Prefiero una cadena de responsabilidades claras.

ChatGPT me ayuda a pensar el producto. Linear conserva la decisión. El agente Product Owner mantiene la visión global. Los agentes técnicos trabajan sobre la implementación. Los agentes de testing y revisión intentan romperla. Y al final yo evalúo el resultado dentro de la aplicación.

Eso introduce más pasos que escribir «implementa esta funcionalidad».

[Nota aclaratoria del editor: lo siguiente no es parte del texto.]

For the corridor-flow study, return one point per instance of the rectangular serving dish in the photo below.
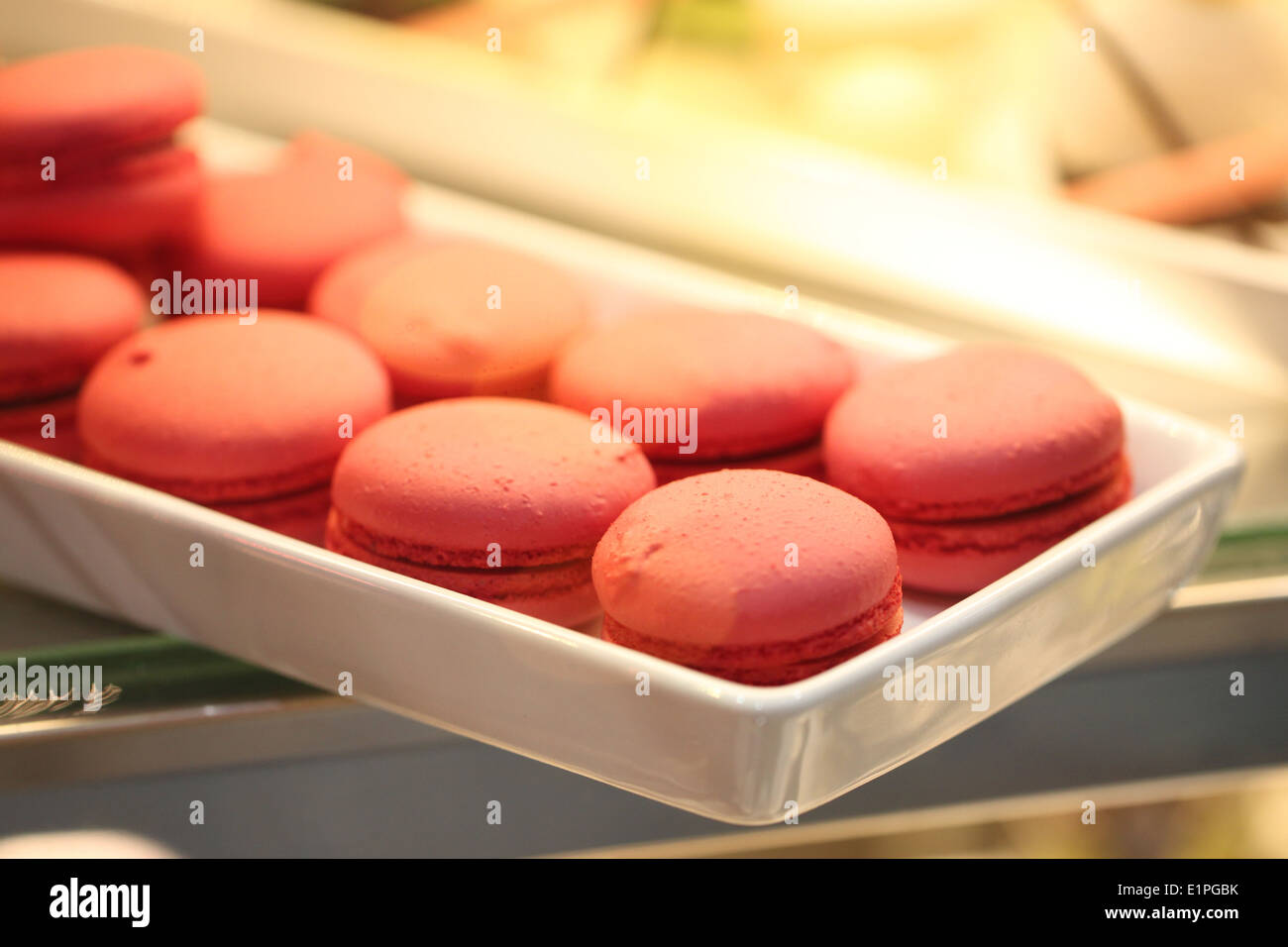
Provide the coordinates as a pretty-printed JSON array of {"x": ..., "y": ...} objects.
[{"x": 729, "y": 751}]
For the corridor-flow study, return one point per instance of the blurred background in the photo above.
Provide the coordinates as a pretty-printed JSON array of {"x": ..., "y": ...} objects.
[{"x": 1104, "y": 178}]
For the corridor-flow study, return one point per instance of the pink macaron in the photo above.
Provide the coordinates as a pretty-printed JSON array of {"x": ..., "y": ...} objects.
[
  {"x": 284, "y": 226},
  {"x": 979, "y": 459},
  {"x": 501, "y": 499},
  {"x": 342, "y": 290},
  {"x": 758, "y": 577},
  {"x": 703, "y": 390},
  {"x": 465, "y": 317},
  {"x": 58, "y": 315},
  {"x": 249, "y": 419},
  {"x": 86, "y": 158}
]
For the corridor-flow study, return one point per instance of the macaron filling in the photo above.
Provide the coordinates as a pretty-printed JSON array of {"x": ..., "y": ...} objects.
[
  {"x": 241, "y": 489},
  {"x": 1046, "y": 523},
  {"x": 532, "y": 577},
  {"x": 773, "y": 660},
  {"x": 805, "y": 460}
]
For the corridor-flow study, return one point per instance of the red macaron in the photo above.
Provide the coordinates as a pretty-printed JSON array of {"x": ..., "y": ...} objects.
[
  {"x": 704, "y": 390},
  {"x": 58, "y": 315},
  {"x": 248, "y": 419},
  {"x": 979, "y": 459},
  {"x": 758, "y": 577},
  {"x": 500, "y": 499},
  {"x": 284, "y": 226},
  {"x": 340, "y": 292},
  {"x": 86, "y": 158},
  {"x": 467, "y": 318}
]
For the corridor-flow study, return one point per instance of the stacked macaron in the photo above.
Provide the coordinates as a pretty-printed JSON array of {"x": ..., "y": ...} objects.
[
  {"x": 321, "y": 200},
  {"x": 758, "y": 577},
  {"x": 86, "y": 158},
  {"x": 500, "y": 499},
  {"x": 58, "y": 315},
  {"x": 980, "y": 459},
  {"x": 704, "y": 390},
  {"x": 248, "y": 419},
  {"x": 944, "y": 474},
  {"x": 452, "y": 317}
]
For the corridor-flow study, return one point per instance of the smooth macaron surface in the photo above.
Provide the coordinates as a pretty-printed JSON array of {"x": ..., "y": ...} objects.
[
  {"x": 89, "y": 99},
  {"x": 220, "y": 411},
  {"x": 340, "y": 292},
  {"x": 758, "y": 382},
  {"x": 58, "y": 313},
  {"x": 284, "y": 226},
  {"x": 441, "y": 482},
  {"x": 704, "y": 561},
  {"x": 471, "y": 318},
  {"x": 983, "y": 431}
]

También introduce muchos más puntos de control.

Conclusión

Mi ciclo de desarrollo con IA no empieza en VS Code. Empieza bastante antes, cuando una funcionalidad todavía es simplemente una idea.

ChatGPT me ayuda a darle forma. Linear la convierte en una unidad concreta de producto. Un agente Product Owner la sitúa dentro del roadmap. Codex y otros agentes especializados ayudan a implementarla, probarla y revisarla. Finalmente hago una revisión visual para comprobar que aquello que parecía correcto sobre el papel también funciona dentro del producto.

No intento eliminarme del proceso.

Intento colocar la IA en aquellos puntos donde puede aportar más contexto, velocidad o capacidad de revisión, manteniendo para mí las decisiones de producto y el criterio sobre lo que finalmente se entrega.

Para mis side projects, esa combinación me permite trabajar como si tuviera un pequeño equipo alrededor del producto, aunque en realidad siga siendo yo quien decide hacia dónde va.